There are 650 colleges with 17 different attributes (before cleaning).

In [None]:
college_raw.head()

In [None]:
college_raw.describe(include = 'all')

In [None]:
college_raw.nunique()

## **2. Cleaning the data**

Removing columns we will not focus on and finding null values

In [None]:
college_raw.isnull().sum()

Columns that are not relevant to this analysis: City, State, SAT & ACT scores. However, I will drop undergraduate population and focus on total population instead.

In [None]:
college_raw2 = college_raw.drop(['City', 'State', 'SAT Lower', 'SAT Upper', 'ACT Lower', 'ACT Upper', 'Website', 'Undergraduate Population'], axis = 1)

In [None]:
college_raw2.describe(include = 'all')

In [None]:
college_raw2.isnull().sum()

Now we drop the rows will null values to make the count uniform across all columns

In [None]:
college = college_raw2.dropna(axis = 0)

In [None]:
college.describe(include = 'all')

In [None]:
college.shape

Now we are left with the columns we will analyze. There are now 628 rows of data and 9 columns.

## **3. Analysis**

### **3.1** What can we find between the relationship of the Rank and Student Population within these colleges

In [None]:
sns.lmplot(x="Rank", y="Student Population", hue="Public/Private",
             data=college)

Some information we can gather from this graph:
* The lower the ranking, the lower the Student Population
* Higher ranked colleges have higher Student Populations
* Overall, Public colleges have higher Student Populations

### **3.2** How does a college's Rank and Acceptance Rate relate?

In [None]:
sns.lineplot(x="Rank", y="Acceptance Rate",
             hue="Public/Private", 
             data=college)

This shows that colleges that are ranked lower have higher acceptance rates & we can see how that differs between Private vs. Public colleges. 

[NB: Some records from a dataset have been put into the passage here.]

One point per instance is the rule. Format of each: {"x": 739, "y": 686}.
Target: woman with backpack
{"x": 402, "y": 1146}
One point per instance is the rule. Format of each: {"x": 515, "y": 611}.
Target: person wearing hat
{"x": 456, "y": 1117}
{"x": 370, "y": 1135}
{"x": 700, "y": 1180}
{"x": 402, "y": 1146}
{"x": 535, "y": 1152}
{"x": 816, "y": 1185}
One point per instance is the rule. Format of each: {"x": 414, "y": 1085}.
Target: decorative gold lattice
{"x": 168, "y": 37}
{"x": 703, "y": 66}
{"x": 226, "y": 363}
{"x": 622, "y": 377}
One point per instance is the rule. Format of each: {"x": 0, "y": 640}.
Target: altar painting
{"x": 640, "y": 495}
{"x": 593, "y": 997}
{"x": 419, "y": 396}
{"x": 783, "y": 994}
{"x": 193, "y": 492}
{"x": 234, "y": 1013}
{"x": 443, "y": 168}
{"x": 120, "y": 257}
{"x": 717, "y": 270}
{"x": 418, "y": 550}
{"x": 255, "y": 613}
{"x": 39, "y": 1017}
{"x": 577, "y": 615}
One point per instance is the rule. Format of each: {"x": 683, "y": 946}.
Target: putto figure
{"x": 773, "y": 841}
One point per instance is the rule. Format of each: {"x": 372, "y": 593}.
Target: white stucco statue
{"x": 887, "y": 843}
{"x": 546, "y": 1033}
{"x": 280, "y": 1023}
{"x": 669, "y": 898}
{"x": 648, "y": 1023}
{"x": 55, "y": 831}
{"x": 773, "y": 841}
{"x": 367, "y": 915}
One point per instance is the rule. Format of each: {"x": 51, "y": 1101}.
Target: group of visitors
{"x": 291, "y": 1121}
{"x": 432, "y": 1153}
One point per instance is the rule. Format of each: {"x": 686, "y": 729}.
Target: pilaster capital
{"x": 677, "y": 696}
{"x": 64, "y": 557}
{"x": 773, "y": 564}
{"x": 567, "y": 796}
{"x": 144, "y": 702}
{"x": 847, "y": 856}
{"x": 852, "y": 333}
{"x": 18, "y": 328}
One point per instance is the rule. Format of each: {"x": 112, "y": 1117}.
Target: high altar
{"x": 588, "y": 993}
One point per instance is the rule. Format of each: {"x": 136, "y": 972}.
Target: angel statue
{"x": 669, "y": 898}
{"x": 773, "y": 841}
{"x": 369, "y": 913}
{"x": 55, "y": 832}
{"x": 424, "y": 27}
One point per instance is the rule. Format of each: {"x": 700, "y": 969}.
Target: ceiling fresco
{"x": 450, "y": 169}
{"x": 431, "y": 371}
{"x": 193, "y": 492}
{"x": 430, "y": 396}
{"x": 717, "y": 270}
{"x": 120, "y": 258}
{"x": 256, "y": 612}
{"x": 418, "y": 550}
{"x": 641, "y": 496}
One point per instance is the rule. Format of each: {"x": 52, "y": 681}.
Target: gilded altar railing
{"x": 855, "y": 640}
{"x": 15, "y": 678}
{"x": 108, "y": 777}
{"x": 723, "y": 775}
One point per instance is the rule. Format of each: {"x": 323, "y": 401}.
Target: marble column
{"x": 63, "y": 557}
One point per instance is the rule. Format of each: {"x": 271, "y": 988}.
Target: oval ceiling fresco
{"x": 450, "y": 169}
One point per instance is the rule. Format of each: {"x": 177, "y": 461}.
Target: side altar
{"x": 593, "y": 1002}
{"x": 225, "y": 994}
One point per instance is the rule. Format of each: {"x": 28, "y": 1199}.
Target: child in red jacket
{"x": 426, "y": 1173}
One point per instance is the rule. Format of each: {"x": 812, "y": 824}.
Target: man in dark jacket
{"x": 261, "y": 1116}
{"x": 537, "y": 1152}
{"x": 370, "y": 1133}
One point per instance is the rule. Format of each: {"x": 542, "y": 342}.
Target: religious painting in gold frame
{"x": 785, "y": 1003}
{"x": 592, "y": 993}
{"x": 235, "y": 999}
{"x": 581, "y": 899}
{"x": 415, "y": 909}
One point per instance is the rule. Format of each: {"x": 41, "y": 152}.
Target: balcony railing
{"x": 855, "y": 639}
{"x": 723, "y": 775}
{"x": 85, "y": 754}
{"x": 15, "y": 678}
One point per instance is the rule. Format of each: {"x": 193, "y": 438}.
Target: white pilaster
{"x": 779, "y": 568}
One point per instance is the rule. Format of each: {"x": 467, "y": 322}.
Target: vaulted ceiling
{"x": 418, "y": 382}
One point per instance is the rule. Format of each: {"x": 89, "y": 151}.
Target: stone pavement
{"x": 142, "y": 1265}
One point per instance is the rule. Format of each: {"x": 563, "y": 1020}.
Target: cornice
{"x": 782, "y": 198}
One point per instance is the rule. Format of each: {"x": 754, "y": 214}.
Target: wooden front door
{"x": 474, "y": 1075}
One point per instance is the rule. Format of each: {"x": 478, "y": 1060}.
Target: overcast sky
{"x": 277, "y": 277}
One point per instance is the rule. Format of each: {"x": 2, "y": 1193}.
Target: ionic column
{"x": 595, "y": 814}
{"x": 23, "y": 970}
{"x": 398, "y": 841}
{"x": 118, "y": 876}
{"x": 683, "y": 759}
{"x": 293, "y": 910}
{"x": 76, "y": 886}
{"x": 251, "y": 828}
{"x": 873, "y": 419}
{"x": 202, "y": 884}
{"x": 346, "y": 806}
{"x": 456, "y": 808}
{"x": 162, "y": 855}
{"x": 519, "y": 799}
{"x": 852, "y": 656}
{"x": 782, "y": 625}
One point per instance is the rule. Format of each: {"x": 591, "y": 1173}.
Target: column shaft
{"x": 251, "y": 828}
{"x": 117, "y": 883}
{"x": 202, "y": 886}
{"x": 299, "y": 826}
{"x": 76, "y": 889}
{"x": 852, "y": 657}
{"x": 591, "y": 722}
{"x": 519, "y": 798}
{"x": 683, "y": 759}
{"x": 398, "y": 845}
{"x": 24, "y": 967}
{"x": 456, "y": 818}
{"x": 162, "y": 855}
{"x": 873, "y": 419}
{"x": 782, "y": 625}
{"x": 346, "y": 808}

### **3.3** What relationship can we find between Rank and Cost?

In [None]:
sns.lmplot(y='Total Annual Cost', x='Rank', hue="Public/Private", data=college)

Overall, we notice that higher ranked colleges have higher Total Annual Cost, and there is a decrease in cost as our x-value goes further to the right (as the college's rank becomes lower).

### **3.4** How do alumni salaries and college rank relate?

In [None]:
sns.lmplot(y='Alumni Salary', x='Rank', hue="Public/Private", data=college)

We make two conclusions based on the above scatterplot;
1. Schools with higher rankings tend to produce higher earning alumni
2. Private schools have more higher earning alumni than the public schools in the US

### **3.5** How do Average Grant Aid and Rank relate?

In [None]:
sns.lmplot(x='Rank', y='Average Grant Aid', hue="Public/Private", data=college)

From the scatterplot, we can conclude that colleges with a higher rank are able to provide more Student aids/grants, with private colleges taking the lead.

### **4. Conclusion**

We've analyzed the relationship between different attributes in this dataset. 
We can come to a conclusion on how the rank of a college affects its student population, acceptance rate, alumni earning potential, cost and student aid.